Specifically, your first question, as county attorney, is whether it is a violation of Kentucky law, or can it be made a violation of a county ordinance, to place garbage in trash containers if the garbage is not bagged?
The fiscal court has broad police powers in connection with public sanitation, the exclusive management of solid wastes, and garbage collection and disposal service. See KRS 67.083(3)(c)(o) and (r). Thus a fiscal court has the authority to enact reasonable ordinances designed to provide a garbage collection and disposal service system for the health and convenience of its county citizens. See KRS 67.075 (definitions of "county ordinance" ).
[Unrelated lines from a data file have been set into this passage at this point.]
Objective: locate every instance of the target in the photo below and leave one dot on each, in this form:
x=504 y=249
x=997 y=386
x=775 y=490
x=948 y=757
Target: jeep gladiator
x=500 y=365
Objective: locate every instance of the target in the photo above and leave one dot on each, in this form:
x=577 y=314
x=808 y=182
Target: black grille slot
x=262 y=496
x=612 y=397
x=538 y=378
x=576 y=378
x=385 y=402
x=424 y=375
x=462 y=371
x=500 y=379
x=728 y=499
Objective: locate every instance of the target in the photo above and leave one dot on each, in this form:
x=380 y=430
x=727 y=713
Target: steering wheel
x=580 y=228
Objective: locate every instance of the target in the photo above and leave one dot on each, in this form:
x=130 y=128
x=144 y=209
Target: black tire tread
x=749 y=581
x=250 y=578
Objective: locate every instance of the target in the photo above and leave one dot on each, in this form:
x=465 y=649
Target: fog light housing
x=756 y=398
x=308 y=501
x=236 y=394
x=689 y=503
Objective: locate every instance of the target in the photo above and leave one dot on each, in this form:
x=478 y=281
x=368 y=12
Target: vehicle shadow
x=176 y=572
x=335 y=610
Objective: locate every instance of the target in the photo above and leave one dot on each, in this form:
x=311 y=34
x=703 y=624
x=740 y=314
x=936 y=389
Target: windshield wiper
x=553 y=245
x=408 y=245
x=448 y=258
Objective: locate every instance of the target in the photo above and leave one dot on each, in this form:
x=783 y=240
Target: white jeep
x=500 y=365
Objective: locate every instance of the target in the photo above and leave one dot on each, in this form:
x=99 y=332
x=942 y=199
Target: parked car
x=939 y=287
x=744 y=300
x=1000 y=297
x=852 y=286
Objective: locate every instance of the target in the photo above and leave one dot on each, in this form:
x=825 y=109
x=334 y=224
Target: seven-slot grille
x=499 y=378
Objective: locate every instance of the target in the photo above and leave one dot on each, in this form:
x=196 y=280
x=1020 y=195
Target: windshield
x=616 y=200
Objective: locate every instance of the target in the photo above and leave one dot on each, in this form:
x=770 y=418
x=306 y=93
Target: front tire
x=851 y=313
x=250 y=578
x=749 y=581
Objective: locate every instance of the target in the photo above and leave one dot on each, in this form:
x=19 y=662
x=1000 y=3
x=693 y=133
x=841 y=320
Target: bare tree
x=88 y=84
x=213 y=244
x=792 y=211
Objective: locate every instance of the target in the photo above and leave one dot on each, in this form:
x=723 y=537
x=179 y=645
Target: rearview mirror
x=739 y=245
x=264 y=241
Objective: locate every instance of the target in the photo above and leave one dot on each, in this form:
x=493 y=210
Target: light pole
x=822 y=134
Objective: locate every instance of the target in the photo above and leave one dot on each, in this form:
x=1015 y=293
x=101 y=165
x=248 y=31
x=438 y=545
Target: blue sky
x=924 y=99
As is written in McQuillin, Municipal Corporations, Vol. 7, § 24.242, "Quite obviously, the expeditious removal and disposal of waste substances are essential to protect against health menaces, danger of fire, and offensive and unwholesome smells. . . . A municipal corporation may fix a schedule for collection of waste products, require that garbage be placed in proper receptacles for removal, compel the proper disposal of animal carcasses, and prohibit the scattering or dumping of garbage and trash in public places or private property." Elsewhere in McQuillin, § 22.248, this is written: "Municipalities may require that all garbage be placed in proper receptacles convenient for removal. "
It is our opinion that the ordinance provision prohibiting anyone to place garbage other than household or business bagged garbage into the county trash containers is legal under the broad police powers of fiscal court. The fiscal court in such an ordinance may prescribe reasonable penalties for violation thereof. KRS 67.083(7).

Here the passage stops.